I remember reading an article by a filmmaker who’d been through a war, and he said that he and lots of other veterans had tried making movies that they hoped would get across the trauma and horror of those experiences, and they would find out to their dismay that all their audiences took away from the films was how cool and exciting combat is. There’s nothing like telling someone about the experiences that maimed your soul and left you with nightmares for the rest of your life, and having them respond that they wished they had been there, to make you want to not talk about it to anyone who wasn’t there.
In an interesting coincidence, I was reading this post, and an aftershock happened. Guess I need to buy it.
I just went over to Amazon and they said I could read it for free. Sure that’s good for me, but how is that good for the writer. Oh well, at least I paid for all the Frontlines books so I’m not a complete moocher.
Steve Cross, there’s an old sf tradition known as a Tuckerism, which is much like a cameo.
I’m a little over half way through Aftershocks (life gets in the way or I would be done) and it’s every bit as good as I expected. This is a terrific way to talk about war and I’m completely enraptured. I didn’t stumble onto Frontlines after all the books had been published, so I binged the entire series one after the other. Now I have to wait around for some tortuously long period until the next book comes out — and then the next and the next. Maybe I should have waited for a few years but I’m too old to take chances like that.

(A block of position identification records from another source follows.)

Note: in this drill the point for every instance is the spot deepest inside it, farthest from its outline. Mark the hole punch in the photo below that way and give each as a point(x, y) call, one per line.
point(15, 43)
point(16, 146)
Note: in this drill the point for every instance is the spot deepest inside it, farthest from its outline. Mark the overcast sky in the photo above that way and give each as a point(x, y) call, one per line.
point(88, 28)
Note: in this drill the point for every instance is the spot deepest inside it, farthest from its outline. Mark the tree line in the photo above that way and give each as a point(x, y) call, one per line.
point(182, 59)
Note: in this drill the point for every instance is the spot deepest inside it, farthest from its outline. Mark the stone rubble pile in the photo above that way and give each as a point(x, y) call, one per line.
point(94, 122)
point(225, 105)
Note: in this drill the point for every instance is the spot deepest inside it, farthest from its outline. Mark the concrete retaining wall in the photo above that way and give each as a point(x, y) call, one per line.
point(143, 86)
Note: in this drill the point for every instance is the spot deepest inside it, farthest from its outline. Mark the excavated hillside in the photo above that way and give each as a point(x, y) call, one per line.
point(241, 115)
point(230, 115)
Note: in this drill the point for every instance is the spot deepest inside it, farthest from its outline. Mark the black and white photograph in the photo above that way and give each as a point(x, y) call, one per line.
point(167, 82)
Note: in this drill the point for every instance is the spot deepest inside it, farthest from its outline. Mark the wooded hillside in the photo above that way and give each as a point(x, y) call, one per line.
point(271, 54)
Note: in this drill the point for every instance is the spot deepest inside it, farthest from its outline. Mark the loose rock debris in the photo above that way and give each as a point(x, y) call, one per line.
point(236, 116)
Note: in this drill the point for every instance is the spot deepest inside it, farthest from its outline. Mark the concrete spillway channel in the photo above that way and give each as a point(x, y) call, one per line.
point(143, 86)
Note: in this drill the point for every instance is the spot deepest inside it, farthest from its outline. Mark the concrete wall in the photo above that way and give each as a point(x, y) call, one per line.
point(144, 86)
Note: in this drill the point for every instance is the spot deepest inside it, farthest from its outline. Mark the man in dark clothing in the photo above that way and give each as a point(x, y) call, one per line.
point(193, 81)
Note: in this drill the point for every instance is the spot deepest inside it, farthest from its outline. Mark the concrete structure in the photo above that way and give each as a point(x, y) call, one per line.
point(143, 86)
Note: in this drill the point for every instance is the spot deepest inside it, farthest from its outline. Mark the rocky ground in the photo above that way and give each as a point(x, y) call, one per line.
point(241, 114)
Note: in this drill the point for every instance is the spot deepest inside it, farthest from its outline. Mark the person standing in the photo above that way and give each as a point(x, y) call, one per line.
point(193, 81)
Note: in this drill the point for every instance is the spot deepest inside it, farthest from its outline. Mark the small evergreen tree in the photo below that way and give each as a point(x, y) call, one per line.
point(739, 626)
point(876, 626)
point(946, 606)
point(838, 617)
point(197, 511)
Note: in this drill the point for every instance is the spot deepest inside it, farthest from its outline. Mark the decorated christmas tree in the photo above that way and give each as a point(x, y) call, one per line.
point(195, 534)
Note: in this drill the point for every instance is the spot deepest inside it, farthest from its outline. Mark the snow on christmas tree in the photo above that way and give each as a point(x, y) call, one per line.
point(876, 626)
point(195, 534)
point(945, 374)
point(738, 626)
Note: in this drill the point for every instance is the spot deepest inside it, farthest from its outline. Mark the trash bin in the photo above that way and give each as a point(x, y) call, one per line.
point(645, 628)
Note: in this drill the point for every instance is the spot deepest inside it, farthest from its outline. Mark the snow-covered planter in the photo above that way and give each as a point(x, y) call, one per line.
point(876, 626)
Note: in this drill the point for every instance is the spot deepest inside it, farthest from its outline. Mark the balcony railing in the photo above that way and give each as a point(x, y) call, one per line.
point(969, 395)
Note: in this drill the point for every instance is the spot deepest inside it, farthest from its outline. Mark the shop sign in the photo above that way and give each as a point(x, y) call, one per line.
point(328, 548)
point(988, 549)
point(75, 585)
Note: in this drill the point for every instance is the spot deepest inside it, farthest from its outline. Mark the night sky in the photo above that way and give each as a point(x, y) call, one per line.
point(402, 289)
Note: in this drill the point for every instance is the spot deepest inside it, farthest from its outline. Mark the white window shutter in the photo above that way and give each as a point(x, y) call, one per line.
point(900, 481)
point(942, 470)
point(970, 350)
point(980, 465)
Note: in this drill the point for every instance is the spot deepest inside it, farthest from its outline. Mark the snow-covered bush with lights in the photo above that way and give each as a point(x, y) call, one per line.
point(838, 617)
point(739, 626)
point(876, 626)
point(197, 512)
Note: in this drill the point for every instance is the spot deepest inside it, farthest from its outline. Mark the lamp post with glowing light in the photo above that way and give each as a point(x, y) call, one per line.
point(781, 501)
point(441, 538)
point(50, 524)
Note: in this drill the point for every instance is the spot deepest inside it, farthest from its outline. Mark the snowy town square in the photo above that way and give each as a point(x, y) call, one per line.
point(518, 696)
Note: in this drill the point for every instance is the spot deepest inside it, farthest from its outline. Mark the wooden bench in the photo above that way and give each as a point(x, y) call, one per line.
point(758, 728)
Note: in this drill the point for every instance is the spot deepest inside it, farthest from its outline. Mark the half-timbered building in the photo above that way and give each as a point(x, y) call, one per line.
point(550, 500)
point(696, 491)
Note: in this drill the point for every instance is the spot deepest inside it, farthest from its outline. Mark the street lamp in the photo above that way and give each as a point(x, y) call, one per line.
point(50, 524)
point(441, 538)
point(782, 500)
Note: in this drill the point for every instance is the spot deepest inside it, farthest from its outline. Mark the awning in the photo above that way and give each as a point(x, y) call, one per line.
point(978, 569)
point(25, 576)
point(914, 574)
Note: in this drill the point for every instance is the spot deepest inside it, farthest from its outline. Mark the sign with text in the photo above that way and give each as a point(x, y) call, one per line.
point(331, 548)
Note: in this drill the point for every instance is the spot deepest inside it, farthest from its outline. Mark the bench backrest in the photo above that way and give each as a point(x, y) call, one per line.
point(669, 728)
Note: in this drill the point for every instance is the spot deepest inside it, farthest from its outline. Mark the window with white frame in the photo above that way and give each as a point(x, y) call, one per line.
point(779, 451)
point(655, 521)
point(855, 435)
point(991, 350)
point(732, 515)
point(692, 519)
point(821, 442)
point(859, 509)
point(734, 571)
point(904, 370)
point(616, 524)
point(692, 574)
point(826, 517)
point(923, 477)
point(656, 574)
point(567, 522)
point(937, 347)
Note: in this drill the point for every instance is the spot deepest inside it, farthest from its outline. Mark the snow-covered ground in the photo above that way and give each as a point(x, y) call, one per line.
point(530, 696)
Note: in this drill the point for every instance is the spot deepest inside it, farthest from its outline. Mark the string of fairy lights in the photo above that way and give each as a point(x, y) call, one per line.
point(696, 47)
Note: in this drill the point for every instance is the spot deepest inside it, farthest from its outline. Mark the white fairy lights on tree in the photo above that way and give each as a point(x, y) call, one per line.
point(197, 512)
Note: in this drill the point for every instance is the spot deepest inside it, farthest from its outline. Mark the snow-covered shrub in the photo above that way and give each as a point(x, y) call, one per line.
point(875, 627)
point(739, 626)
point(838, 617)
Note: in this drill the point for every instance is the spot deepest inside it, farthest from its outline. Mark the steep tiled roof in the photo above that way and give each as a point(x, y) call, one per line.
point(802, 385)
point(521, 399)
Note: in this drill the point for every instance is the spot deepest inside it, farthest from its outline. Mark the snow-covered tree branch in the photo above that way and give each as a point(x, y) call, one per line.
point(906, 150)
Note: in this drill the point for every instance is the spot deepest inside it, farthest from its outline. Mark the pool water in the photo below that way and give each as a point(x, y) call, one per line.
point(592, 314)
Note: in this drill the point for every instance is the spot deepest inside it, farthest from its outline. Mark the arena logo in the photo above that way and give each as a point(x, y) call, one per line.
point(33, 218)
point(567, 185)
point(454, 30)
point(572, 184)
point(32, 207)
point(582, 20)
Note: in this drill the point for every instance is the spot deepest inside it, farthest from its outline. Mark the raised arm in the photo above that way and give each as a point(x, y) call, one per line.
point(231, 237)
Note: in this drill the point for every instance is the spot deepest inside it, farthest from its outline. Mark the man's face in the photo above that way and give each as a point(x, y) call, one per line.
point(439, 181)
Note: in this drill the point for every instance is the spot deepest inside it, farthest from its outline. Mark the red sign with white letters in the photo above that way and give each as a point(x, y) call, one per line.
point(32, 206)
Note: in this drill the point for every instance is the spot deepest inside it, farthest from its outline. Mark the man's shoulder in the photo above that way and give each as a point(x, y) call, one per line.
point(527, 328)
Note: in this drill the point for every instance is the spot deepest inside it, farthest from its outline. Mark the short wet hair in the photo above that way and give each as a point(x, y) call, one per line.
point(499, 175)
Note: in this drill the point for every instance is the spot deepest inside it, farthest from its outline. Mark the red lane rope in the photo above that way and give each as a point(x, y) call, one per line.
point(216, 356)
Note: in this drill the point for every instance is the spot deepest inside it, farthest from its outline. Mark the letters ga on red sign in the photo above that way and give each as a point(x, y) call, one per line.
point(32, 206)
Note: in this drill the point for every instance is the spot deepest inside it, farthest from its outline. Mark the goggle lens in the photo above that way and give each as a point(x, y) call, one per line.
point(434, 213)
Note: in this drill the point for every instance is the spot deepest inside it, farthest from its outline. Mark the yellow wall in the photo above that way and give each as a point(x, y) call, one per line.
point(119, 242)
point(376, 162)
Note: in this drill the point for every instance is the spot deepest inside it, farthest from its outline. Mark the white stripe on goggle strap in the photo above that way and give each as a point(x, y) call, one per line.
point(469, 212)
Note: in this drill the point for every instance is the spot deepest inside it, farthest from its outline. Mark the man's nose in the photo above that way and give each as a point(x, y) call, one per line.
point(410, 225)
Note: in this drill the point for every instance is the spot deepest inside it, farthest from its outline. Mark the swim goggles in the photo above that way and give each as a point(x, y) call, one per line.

I didn’t expect the opposite of a young man going to war to be an old man, I expected it to be an old woman. On that subject, I read the The Pendulum by Julie Lindahl, about her and her grand parents. It’s quite interesting and quite scary.
This is a must read. My dad missed WW2 by a hair’s breath, certainly did not “miss” much else coming from the Soviet Union. If ever there there was a situation where there were no good guys, only two shades of bad in a struggle to the finish it was the eastern front in WW 2. My family were Ukrainians. Those of you who know your history can fill in the blanks in what I won’t say here except it was as bad as the human experience gets. We can sugar coat war, but the idea of being on the wrong side and knowing it is a unique way to make clear the real cost of warfare on people. War can be fought for strategic reasons, for idealogical reasons, or out of need, but the end result must be borne by the people who experience it.
Thanks for writing a book that shows this. I love military fiction, but grew up in a family that carried scars across several generations for being in the wrong place, on the wrong side and never quite knowing which side was the worse one.
Looking forward to this though I’m only on “Angles of Attack” (was late to the party).